The bout of shouting exhausted him. He slumped back into sadness, tears flowing. The sound of sliding rope and a clanking bucket preceded the metal offender landing gently between his feet.
“…I tied the rope up here, Marcus. I… I’m sorry Marcus. Richard is gone. I… I’ve wanted to let you out, but… you’re all I have of my love.”
Marcus sat in contemplative silence staring at the rope that could mean freedom from nineteen years of purgatory. An hour passed. Winifred was unconscious again within twenty minutes. A blank Marcus ran the rope through his fingers, debating finalities.
Winifred awoke once more to a decelerating torrent. A shadow backed by the open cellar door fell on her face and chest.
“…Marcus? Marcus is that you? I’m so sorry Marcus…” The last words trailed into whispered nonsense. The figure stood unwaveringly in front of her as Winifred once again fell into oblivion. He kicked her gently until she came around.
“…Richard, I’ve told you so many damn times to fix the kitchen floorboards, I stubbed my toe again this mor-“
Marcus swung the dull hatchet he was holding in a steady downward arc with increasing ferocity, unyielding for two minutes. He made no sound when he dropped the axe unceremoniously and stared vacantly at his handiwork before turning to the stairs.

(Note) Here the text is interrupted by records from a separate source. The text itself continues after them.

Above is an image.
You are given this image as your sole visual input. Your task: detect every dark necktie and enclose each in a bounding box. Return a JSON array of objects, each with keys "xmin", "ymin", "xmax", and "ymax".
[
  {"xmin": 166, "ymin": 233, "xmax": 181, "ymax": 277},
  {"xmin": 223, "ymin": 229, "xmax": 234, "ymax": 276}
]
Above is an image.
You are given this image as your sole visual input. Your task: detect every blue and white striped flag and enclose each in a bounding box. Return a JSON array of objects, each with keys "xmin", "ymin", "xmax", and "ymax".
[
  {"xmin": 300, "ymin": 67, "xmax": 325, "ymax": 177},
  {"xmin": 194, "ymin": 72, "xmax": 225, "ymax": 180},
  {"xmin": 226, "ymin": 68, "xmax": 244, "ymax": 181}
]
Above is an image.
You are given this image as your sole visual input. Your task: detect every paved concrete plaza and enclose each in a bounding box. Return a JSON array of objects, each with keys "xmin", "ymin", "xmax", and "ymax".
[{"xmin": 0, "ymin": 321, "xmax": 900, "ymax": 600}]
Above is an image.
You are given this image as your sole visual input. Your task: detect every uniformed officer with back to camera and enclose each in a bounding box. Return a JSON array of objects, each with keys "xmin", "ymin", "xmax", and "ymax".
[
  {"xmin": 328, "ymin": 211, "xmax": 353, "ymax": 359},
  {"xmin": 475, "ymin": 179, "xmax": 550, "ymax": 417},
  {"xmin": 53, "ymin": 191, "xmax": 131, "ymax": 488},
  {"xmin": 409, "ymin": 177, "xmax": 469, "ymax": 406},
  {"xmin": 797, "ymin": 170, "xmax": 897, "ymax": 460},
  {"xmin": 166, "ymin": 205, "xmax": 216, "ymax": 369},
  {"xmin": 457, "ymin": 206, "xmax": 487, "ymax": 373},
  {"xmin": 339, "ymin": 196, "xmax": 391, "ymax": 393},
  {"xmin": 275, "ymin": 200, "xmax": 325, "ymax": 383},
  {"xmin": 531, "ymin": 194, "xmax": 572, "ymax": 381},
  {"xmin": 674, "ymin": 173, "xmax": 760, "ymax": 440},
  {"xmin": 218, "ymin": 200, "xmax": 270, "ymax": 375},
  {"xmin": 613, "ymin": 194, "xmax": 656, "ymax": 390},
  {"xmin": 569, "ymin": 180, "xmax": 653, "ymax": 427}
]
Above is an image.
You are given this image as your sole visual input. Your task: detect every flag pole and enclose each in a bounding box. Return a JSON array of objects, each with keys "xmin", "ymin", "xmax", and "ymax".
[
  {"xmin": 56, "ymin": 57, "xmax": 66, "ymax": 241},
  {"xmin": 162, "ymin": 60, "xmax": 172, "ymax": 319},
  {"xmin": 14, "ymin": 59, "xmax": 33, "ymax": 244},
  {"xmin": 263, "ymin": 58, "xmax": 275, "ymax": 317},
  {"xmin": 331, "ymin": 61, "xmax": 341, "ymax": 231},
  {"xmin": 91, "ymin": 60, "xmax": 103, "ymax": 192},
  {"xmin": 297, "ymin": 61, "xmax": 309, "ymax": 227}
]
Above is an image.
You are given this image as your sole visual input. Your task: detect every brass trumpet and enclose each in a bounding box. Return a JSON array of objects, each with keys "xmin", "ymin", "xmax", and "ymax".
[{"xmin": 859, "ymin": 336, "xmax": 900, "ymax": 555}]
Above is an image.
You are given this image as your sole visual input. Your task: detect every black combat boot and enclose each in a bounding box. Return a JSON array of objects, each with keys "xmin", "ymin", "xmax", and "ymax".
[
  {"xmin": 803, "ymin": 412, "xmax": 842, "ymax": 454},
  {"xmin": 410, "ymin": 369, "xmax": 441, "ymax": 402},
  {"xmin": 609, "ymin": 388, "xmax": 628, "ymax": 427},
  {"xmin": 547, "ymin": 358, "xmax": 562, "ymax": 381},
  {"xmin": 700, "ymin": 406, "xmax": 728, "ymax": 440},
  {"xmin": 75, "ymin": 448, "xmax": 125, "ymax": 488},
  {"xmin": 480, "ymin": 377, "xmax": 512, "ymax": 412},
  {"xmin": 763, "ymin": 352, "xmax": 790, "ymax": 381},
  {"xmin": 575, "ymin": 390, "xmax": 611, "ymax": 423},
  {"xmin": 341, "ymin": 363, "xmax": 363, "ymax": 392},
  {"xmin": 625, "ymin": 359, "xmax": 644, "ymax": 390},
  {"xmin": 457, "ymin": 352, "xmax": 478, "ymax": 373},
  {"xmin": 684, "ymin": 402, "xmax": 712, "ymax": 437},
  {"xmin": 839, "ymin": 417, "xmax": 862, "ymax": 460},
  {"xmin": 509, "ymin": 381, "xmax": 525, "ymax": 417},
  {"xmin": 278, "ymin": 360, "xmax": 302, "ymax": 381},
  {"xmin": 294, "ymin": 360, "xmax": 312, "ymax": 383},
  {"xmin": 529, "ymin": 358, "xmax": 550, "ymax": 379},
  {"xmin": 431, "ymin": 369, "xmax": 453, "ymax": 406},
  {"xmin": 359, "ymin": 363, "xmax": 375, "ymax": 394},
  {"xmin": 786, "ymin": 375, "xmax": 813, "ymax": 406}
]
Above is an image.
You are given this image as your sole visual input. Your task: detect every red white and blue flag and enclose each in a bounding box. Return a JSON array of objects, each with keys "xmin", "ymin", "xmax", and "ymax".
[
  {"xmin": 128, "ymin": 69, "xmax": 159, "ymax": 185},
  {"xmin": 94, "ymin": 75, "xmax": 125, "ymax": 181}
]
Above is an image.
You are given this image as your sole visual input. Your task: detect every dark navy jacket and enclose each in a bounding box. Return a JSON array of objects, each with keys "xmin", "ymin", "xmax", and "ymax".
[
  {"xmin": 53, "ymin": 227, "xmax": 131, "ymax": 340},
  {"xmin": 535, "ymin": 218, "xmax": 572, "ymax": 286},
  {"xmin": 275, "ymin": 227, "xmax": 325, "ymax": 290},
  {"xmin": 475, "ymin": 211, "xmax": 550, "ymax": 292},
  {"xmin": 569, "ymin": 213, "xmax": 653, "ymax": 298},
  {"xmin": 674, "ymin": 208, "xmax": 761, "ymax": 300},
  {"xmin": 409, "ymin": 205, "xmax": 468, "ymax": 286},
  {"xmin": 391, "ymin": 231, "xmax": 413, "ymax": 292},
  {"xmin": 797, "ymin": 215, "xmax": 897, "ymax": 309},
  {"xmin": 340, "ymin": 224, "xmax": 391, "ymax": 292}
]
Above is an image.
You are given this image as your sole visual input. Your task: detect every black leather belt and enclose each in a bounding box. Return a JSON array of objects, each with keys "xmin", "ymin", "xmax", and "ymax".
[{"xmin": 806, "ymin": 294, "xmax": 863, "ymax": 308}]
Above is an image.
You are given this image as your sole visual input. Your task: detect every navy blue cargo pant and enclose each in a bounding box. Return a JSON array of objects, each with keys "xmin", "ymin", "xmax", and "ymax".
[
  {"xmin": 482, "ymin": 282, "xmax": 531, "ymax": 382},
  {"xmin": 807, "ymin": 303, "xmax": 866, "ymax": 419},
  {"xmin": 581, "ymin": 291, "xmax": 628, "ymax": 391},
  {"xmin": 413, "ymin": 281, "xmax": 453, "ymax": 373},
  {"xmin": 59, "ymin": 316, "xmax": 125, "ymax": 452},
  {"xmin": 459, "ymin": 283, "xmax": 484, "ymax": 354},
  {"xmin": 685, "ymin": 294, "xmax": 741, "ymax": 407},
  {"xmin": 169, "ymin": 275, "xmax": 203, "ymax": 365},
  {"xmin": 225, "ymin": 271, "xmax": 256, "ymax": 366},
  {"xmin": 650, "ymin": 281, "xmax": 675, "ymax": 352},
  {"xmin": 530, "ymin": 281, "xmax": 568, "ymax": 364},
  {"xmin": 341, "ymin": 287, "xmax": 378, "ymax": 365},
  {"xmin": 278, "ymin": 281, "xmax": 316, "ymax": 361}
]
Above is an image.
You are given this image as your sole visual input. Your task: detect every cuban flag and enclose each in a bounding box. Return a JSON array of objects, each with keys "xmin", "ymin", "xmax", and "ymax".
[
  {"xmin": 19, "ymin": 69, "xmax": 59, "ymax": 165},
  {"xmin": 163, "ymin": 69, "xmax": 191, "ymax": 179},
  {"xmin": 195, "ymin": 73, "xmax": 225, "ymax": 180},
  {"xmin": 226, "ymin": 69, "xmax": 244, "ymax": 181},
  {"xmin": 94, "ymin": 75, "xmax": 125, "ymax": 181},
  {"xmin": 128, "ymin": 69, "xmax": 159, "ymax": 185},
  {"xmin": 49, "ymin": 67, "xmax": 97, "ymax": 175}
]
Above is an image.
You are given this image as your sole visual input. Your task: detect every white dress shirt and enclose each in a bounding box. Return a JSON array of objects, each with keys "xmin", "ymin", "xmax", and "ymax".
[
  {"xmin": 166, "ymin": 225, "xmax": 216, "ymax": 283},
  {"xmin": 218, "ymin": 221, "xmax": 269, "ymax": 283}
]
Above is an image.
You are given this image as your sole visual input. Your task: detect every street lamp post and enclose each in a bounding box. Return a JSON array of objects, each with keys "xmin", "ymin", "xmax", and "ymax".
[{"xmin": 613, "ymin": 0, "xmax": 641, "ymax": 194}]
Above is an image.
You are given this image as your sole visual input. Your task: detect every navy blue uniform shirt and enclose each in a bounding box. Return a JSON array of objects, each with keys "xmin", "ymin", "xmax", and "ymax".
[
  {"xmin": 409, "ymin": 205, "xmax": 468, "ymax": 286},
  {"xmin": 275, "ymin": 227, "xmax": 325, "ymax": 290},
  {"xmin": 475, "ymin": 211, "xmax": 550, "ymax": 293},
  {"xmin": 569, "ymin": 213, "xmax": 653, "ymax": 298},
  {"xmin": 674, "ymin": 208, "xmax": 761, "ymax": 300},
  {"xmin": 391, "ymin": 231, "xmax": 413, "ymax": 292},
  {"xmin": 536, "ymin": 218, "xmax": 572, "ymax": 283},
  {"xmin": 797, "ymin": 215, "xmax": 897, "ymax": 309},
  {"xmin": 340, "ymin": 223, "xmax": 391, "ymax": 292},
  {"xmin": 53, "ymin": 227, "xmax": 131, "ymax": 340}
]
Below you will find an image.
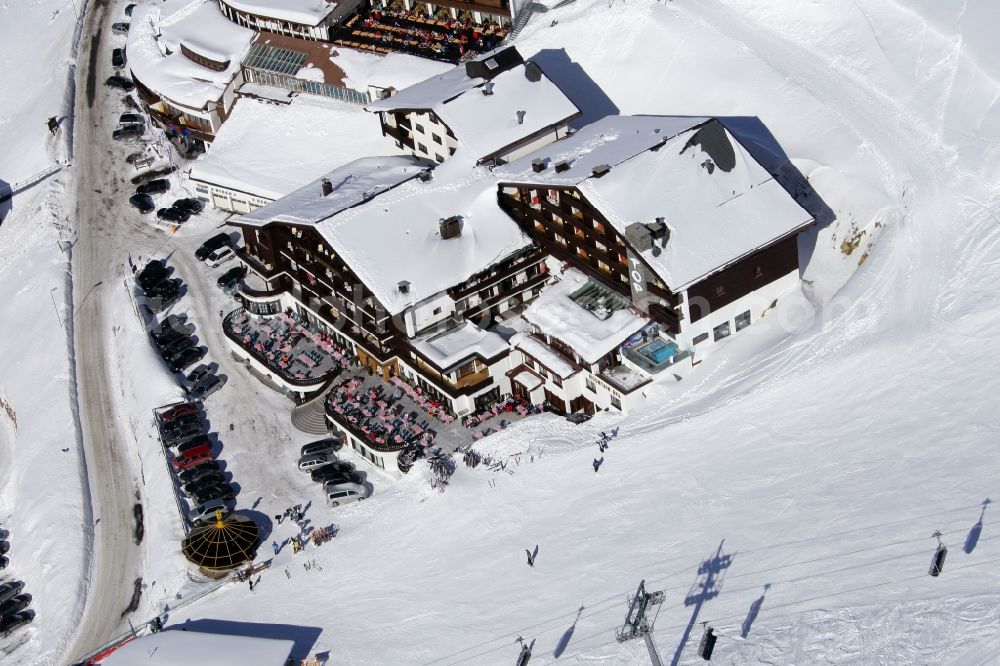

He walked through the cellar doorway for the second time in his life, knocking over a dust-covered lamp on a small nightstand and taking no notice. He worked his way through the cluttered living area to the bedroom, in search of a small ceramic container that sat upon the fireplace mantle.
Urn in hand, he descended the staircase to the cellar, carefully navigating around the broken step. Standing above the well in which he spent nineteen years, he brusquely tossed the vessel down the twenty-five foot drop, breaking it on the late widow’s mangled body, which lay distorted amid the humid permanent dusk of the well’s depths. He closed the cover without resent and exited the house for the first time.
It was raining outside. The road at the end of the driveway stretched west to east. Marcus ran west unthinkingly. After three miles and every bit of strength he had left, he sat in the mud on the edge of a large barley field. He cradled his head in his hands and let out a tortured cry. It was evening and the moon was breaking the tree line. He saw it once through his incomprehension and melancholy before his eyes closed for the final time. Thirty minutes later the body of what had been Marcus Tenorman ceased breathing and began to descend into the thickening August mud.